You my dear, sound like you are in the friend's zone and nothing else.
I have male friends, in which i do what you have stated, but FRIENDS. Movies, dinner, even snuggling.
And men who have liked me, but pretend to be my friend, make it VERY clear, "Hey Patricia I like you a lot. I wanna be more than friends" or flirt. Do something that isn't what friends do.
You need to straight up ask him, "Yo, can we date as boyfriend and girlfriend?" lol well you can take out the "yo" part.
If he doesnt want a relationship because of the age differences, and the more time you spend together, you will just get more attached on less you can separate the two.
He's just stringing you along for the ego boost. As the first poster said, if he really wanted to be with you, you would be with him by now. =/
Cut off ties, if you think that being around him will deepen your feelings for him.
Don't wait at all----guys let you know immediately whether they're interested or not....believe me I would know and I kept waiting to see if there could be more and then nothing. you'll waste your time and effort when you could be using those with other guys. Better yet, they will do most of the work when they meet you. This guy is like a girlfriend---you hang out all the time, you tell each other everything and give you his honest opinion,and compliments you all the time---thats all he is, so just get over him and let life find you someone better for you who isnt afraid to tell and show you how he feels for you. You'll find him unexpectedly. :D
Uh I don't get it. Just because you're a good friend you think you're wasting your time unless he says he wants to be in a relationship with you? Doesn't sound like you guys have anything as it is, so there's nothing really to break off. Saying we'll see is just kind of an honest answer. He sees you as a friend, but isn't discounting the fact that someday you may be more, or may not be more. So you'll see eventually. Should just tell him straight up how you feel and see how he feels though, better than asking a vague question and trying to decode his answer.

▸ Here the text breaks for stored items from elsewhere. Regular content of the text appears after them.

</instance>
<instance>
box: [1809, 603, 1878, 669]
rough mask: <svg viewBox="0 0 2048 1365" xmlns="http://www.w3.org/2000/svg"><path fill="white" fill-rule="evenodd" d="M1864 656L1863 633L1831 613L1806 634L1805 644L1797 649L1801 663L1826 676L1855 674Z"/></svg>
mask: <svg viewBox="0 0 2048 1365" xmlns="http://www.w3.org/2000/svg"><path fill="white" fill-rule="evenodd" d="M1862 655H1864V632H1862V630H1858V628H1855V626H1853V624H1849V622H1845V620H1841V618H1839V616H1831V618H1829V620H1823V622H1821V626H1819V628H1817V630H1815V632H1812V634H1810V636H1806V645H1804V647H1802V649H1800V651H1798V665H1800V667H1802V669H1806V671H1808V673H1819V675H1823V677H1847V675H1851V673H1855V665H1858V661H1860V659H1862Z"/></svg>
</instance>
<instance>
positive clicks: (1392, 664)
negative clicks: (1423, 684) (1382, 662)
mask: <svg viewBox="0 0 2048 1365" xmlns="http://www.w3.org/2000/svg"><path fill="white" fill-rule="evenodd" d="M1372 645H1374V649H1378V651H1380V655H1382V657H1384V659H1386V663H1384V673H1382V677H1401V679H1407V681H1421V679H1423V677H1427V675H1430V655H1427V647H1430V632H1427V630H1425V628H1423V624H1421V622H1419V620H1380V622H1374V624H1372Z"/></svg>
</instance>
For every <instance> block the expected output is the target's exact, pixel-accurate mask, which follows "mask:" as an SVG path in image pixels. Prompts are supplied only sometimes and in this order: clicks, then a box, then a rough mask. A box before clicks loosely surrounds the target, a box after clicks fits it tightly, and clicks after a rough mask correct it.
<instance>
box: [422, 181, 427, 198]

To clarify things, I'm a girl. The reason why it's hard because I find myself waiting for his call or
e-mail.
I'm really happy whenever we're together but I try my best not to be
overly touchy in case it scares him off. My emotions vary depending on
his.
I know I'm already too emotionally involved and I wish to be with him. But as time goes on it gets harder
to just hold back my feelings.
Do I just explain to him that I need some space in order to sort myself out or just stop contacting him?
Just thinking about that hurts.
Don't break off your friendship! You guys are FRIENDS. That's it! He made himself very clear. You do the same. He sounds like a great friend to have & I'd love more friends like that. Find someone else.
Break what off? You're just hanging out as friends right now right? Did you become his friend as a ploy to convert it to a dating relationship?
If he's not interested in dating, does that mean you no longer have an interest in being his friend? If so, that's shallow and hypocritical. Many women complain about their guy "friends" that vanish once they make it known they want to keep it as friends and nothing more. It's a wimpy way to go.
Accept what he said at face value that the two of you are friends. If you want more, then talk to him about it directly and if he is clear on just being a friend- accept it.
well, you could try saying something to him about it. Sounds like he's a good enough friend that he's not going to act differently just because you said something.
Personally, I would stick with it and see how it goes. I've known guys who love the "chase." Yet I've also known guys as best friends until it eventually developed into a relationship. And even if he doesn't want you, don't break off a friendship.